Re: [Wiki-research-l] Research on automatically created articles

12 Aug 2016

I've sent this to ANI
https://en.wikipedia.org/wiki/Wikipedia:Administrators%27_noticeboard/Incid…

cheers
stuart

--
...let us be heard from red core to black sky

On Fri, Aug 12, 2016 at 11:45 AM, Stuart A. Yeates &lt;syeates(a)gmail.com&gt;
wrote:

...
  I think you misunderstand the nature of en.wiki.

 en.wiki is not a rule-based automata; en.wiki is an autonomous community
 that works by consensus.

 I cannot imagine a set of research rules constructed outside en.wiki that
 lets you 'safely' do interact with it. Observe it, maybe, but not interact
 with it. I can also imagine that certain kinds of observation (or certain
 results coming out of observation) making further observation difficult.

 The best advice I can provide is to team up with an experienced editor or
 two.

 [For editing for educational rather than research purposes see
 https://en.wikipedia.org/wiki/Wikipedia:Education_program ]

 cheers
 stuart

 --
 ...let us be heard from red core to black sky

 On Fri, Aug 12, 2016 at 11:04 AM, Ziko van Dijk &lt;zvandijk(a)gmail.com&gt;
 wrote:

  Hello,

 Do we have a collection of already existing and relevant policies and
 statements, at least for English Wikipedia?
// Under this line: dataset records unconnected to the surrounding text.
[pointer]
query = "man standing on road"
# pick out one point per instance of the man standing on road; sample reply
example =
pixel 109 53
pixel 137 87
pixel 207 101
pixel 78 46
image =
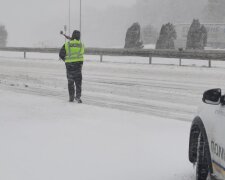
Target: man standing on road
pixel 72 54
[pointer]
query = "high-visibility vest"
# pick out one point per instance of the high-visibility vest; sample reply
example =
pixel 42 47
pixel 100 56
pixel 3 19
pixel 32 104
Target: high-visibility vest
pixel 74 51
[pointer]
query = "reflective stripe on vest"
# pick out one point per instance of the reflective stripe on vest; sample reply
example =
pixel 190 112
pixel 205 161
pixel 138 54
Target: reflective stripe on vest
pixel 74 51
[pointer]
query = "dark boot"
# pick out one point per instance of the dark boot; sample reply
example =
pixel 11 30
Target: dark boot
pixel 71 91
pixel 78 100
On Meta I found this page
 https://meta.wikimedia.org/wiki/Research:Wikipedia_Research_Management
 which main statement is that research is too various and complex to give
 some few recommendations.

 At first sight, I find it difficult to read something relevant from
 https://en.wikipedia.org/wiki/Wikipedia:What_Wikipedia_is_not

 I imagine that guidelines could be helpful with regard to a) research
 that includes editing wiki pages, b) the editing of students or pupils for
 educational purposes.

 Research and educational activity should not disturb the efforts of the
 Wikipedia community to create and improve encyclopedic content.
 Disturbance can occur from creating sub standard content and involving in
 activities that disrupts work flows. ...
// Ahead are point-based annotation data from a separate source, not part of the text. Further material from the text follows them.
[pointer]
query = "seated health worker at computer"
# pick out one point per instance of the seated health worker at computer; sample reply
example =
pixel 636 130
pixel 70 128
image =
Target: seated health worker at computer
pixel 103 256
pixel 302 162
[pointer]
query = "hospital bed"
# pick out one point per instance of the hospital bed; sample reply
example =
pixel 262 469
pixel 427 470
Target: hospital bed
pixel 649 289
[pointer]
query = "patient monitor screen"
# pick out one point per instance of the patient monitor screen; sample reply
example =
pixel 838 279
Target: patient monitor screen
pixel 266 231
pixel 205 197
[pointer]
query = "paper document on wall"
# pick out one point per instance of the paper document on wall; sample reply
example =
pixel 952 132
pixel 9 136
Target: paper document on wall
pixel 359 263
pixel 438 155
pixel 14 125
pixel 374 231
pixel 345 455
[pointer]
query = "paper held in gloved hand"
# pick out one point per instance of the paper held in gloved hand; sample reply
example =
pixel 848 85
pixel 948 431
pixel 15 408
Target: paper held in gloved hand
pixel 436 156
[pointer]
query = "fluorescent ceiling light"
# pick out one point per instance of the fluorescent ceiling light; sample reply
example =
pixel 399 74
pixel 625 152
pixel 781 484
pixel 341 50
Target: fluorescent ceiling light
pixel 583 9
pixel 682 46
 This guidelines could be only a recommendation, as long the Wikipedia
 communities don't change their rules. But it'd be great, anyway, if the
 guidelines can be based somehow on existing Wikipedia rules.

 Kind regards
 Ziko

 2016-08-12 0:41 GMT+02:00 Denny Vrandečić &lt;vrandecic(a)gmail.com&gt;om>:

  So here's the list of accounts that were used
in order to create the
 articles:

 https://en.wikipedia.org/wiki/Special:Contributions/Brownweepy
 https://en.wikipedia.org/wiki/Special:Contributions/Theatremania
 https://en.wikipedia.org/wiki/Special:Contributions/Bhopebhai
 https://en.wikipedia.org/wiki/Special:Contributions/Dicdac123
 https://en.wikipedia.org/wiki/Special:Contributions/MightyPepper

 Also some edits may have been done through IPs.
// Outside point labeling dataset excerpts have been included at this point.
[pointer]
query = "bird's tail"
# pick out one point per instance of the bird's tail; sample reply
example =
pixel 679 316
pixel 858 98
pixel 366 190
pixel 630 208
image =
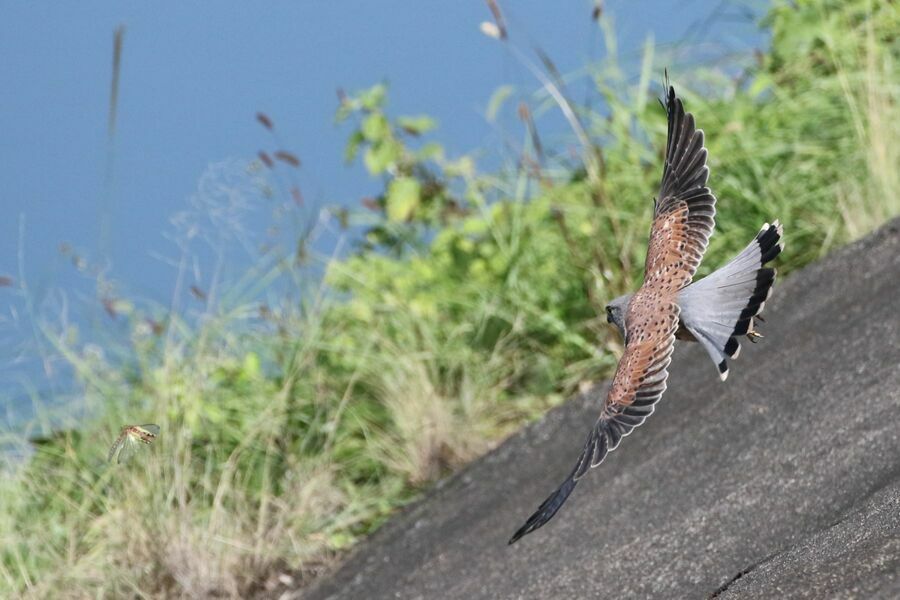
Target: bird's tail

 In discussion with Sidd it was clear that they did not plan to ever
 mass-create a large number of articles, and it is only these 50 articles or
 so we can clean up now. I am not terribly worried about this particular
 work (according to the paper there were 47 surviving articles at the time
 of writing, i.e. in Spring).

 What I am concerned about is the fact that there will be more such
 experiments from other groups. It would be great to set up a few rules for
 this kind of behavior, so that we can at least point to them. If the only
 rule that was broken here was the "don't use multiple accounts" rule, I am
 not sure whether that would be sufficient.

 Cheers,
 Denny

 On Wed, Aug 10, 2016 at 1:47 AM Stuart A. Yeates &lt;syeates(a)gmail.com&gt;
 wrote:

  * The previous work you cite appears to have
created articles in the
 draft namespace rather than the article namespace. This is a very important
 and very relevant detail, meaning your situation is in no way comparable to
 the previous work from my point of view
 * You appear to be solving a problem that the community of wikipedia
 editors does not have. We have enough low-quality stub articles that need
 human effort to improve and we're not really interested in more unless
 either (a) they demonstrably combat some of the systematic biases we're
 struggling with or (b) they demonstrably attract new cohorts users to do
 that improvement. Note that the examples discussed in the research
 newsletter are a non-English writer and a women writer. These are important
 details.
 * Your paper appears not to attempt to make any attempt to measure the
 statistical significance of your results; this isn't science.
 * Most of your sources are _really_ _really_ bad.
 https://en.wikipedia.org/wiki/Talonid Contains 8 unique refs, one of
 which is good, one of which is a passable and the others should be removed
 immediately (but I won't because it'll make it harder for third parties
 reading this conversation to follow it.).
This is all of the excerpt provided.